Poile’s statement about Laviolette and associate coach Kevin McCarthy sounded more like a tribute than a farewell, praising the leadership and passion they showed in guiding the Predators to the 2017 Stanley Cup Final and two Central Division titles. But Poile said the team “needed a new voice” to recover from a weak first half and make the playoffs. “We’ve totally been unable to meet expectations,” he said at a news conference.
It’s difficult for any coach to be effective for long — Laviolette started with Nashville in 2014-15 — but the Predators’ woes extend beyond the coach’s voice. Their window to win the Cup might have closed after their 2017 loss to the Penguins, and they’ve been unusually shaky defensively this season.
“My message to the players was that I’m responsible for this, but you as players have to share in responsibility of what’s taking place,” Poile said.
Rinne does it all
Predators goaltender Pekka Rinne gave his team’s offense a surprise lift on Thursday when he scored an empty-net goal in their 5-2 victory over the Blackhawks. He was next to his net and behind the goal line when he launched a perfect shot down ice, becoming the 12th NHL goalie to be credited with a goal.
Of the 15 goals scored by that group, eight resulted from a shot into an empty net and seven from the goalie being the last player on his team to touch the puck before an opponent accidentally put it into his own net.
Few goalies handle the puck as well as they think they do, but Rinne’s shot was accurate. “It was pretty cool. I just threw my hands up in the air and tried to act as cool as I could,” he told NHL.com.
Corey Perry can be annoying to play against, but he’ll always be beloved in Anaheim for his time with the Ducks.
Who’s on the coaching hot seat?
Laviolette’s dismissal was the sixth in-season coaching change. That’s a lot, but there might be more in store.
Montreal’s Claude Julien appears most likely to be fired next, due to a winless streak that hit eight before the Canadiens faced Ottawa on Saturday. Last week, they lost to Detroit and blew a two-goal lead over Edmonton at home. Julien might escape only because so many forwards have been hurt that it’s impossible to blame him for all that has gone wrong.
Chicago’s Jeremy Colliton also has injuries as an excuse but he hasn’t done anything to make a mediocre team any better. He could be gone well before the Blackhawks finish their rebuild.
Mr. Game 7 returns
There are clutch scorers and then there’s former King and 2014 playoff MVP Justin Williams, who is 8-1 in Game 7 playoff contests with a record 15 points in those situations.
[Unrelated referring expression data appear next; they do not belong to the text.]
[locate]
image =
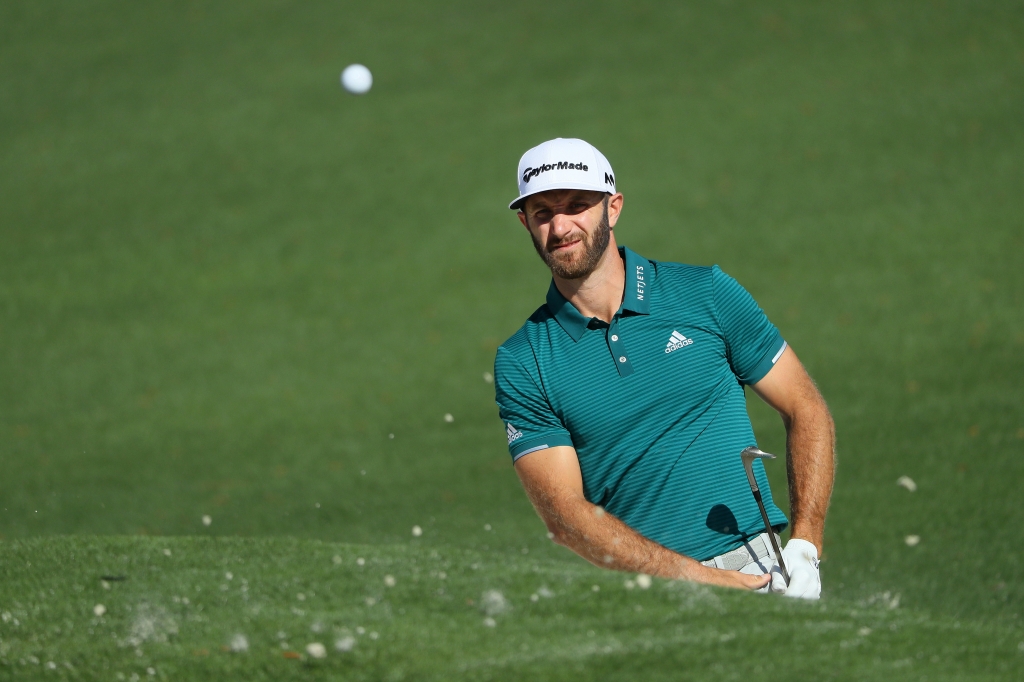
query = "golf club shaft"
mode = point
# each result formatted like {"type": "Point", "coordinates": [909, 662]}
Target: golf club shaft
{"type": "Point", "coordinates": [771, 536]}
Williams felt burned out and stepped away from hockey after the Carolina Hurricanes lost to Boston in the Eastern Conference finals last spring, but he returned this week for a one-year deal worth $700,000 in salary and up to $1.3 million in bonuses based on individual and team performances.
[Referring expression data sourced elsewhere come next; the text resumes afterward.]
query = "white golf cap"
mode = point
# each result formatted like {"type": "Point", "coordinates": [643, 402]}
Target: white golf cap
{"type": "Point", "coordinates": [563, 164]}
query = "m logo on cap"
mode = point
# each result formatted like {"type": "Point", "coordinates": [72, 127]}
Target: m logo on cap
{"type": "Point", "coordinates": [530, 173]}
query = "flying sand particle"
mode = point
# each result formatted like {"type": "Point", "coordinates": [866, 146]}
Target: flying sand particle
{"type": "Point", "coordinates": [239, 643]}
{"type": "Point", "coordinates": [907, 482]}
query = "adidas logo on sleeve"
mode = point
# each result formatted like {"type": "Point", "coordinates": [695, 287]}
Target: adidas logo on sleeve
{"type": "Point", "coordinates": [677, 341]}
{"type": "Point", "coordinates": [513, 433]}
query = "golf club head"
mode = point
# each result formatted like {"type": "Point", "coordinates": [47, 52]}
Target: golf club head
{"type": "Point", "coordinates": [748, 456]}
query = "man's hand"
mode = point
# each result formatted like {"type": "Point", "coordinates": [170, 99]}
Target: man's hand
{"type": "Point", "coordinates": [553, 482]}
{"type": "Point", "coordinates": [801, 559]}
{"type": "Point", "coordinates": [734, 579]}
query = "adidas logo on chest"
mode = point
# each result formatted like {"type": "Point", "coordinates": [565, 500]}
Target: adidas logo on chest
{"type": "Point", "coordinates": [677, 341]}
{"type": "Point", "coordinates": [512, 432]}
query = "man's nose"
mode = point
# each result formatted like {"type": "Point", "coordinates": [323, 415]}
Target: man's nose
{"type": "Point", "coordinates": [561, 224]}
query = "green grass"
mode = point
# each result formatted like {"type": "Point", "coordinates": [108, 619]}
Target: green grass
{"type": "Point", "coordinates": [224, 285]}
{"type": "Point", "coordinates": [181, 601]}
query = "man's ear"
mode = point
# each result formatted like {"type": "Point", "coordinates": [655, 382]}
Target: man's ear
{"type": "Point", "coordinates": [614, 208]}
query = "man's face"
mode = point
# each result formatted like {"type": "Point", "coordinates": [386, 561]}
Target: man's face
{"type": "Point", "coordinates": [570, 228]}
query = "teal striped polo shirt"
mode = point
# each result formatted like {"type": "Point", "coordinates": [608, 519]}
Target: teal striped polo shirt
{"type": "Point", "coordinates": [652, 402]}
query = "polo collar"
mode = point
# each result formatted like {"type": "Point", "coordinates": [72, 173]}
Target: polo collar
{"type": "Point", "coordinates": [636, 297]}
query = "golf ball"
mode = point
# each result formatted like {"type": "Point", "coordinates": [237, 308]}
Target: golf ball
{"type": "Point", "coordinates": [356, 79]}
Williams, 38, had been watching his old team and began to realize what he was missing. “Coming to games, it brings you back a little bit. You see the guys competing,” he said at a news conference. “It was just growing and growing and growing to the fact that a little while ago I was like, ‘You know what? I think I want to do this.’”
Williams, who has 312 goals and 786 points in 1,244 NHL games, practiced with the team on Thursday but probably won’t play for a little while. He’s a familiar commodity at a good price and an ideal boost for the intriguing Hurricanes, who held an East wild-card spot through Friday’s games.